Contacts: Dr. Roger Coulston & Jing Zhang, Chemistry (both i-Teams alumni)
Mentors: Dr. Julian White, Skalene
The next generation of “smart” materials will require molecular self-assembly to achieve the high degrees of functionality and complexity that are required for a wide range of applications. Such materials are already used as heat absorbers, self-healing paints, optical sensors and drug delivery mechanisms, and many other uses are possible.
The research collaboration led by Prof. Chris Abell and Dr. Oren Scherman has developed a new technique for manufacturing such functional materials in large volumes, using supramolecular stimuli-responsive polymers. Aqueous microfluidic droplets dispersed in oil are used as templates for building discrete supramolecular assemblies. These form large highly uniform microcapsule structures with interesting optical properties.

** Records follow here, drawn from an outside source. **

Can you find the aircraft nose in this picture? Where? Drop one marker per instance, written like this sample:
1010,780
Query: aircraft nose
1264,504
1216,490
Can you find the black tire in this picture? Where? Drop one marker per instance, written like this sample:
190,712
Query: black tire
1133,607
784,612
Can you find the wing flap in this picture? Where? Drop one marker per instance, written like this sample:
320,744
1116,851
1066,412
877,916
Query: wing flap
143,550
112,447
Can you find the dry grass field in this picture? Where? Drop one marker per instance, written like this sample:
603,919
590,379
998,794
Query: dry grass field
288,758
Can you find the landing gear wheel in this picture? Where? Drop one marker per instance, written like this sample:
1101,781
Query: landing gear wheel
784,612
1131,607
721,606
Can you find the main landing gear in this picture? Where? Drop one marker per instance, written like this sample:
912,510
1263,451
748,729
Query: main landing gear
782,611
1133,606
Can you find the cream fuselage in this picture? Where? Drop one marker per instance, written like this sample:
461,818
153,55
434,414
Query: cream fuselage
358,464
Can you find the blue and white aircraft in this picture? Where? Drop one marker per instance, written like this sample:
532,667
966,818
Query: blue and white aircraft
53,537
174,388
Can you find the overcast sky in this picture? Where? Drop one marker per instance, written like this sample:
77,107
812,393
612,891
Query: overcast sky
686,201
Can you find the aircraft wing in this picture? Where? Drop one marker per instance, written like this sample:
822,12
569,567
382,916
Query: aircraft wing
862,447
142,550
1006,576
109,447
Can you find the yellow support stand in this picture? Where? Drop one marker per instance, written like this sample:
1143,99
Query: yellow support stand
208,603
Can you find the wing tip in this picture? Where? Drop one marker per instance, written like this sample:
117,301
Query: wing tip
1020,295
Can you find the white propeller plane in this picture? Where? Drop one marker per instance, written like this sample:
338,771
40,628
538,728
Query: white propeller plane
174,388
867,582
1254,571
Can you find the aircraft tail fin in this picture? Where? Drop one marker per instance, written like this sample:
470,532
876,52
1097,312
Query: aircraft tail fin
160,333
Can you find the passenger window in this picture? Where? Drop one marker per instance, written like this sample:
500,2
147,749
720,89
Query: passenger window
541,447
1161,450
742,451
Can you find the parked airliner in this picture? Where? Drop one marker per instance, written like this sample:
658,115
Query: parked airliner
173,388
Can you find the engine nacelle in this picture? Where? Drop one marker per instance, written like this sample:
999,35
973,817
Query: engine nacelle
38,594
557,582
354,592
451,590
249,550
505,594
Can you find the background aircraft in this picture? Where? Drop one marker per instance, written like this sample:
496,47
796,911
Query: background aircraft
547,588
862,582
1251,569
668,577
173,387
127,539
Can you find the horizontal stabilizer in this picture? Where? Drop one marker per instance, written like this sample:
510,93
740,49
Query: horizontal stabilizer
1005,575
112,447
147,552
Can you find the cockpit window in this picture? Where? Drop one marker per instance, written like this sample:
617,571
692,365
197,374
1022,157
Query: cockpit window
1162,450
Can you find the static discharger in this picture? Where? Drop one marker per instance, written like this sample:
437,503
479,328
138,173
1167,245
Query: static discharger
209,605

Different materials can be incorporated into the shell wall to vary the materials properties of the capsules. In addition, the hollow shells can be readily loaded with biological or industrially-relevant materials.
Advantages of this technique include the ability to control the porosity of the microcapsules (and hence the speed of passive release of the contents held inside the shells), and the ability to use environmental stimuli such as light, pH and temperature to trigger active release of the contents. If sensing materials are enclosed in the microcapsules, then the material can be used as a sensor to monitor manufacturing processes on a parts per billion scale.
The difficulty for the researchers is that each application will need a tailored set of microcapsules, which need to be developed and tested. They are looking to their i-Team to investigate and recommend the most commercially-viable applications of the new platform technology, to enable them to focus their efforts most effectively.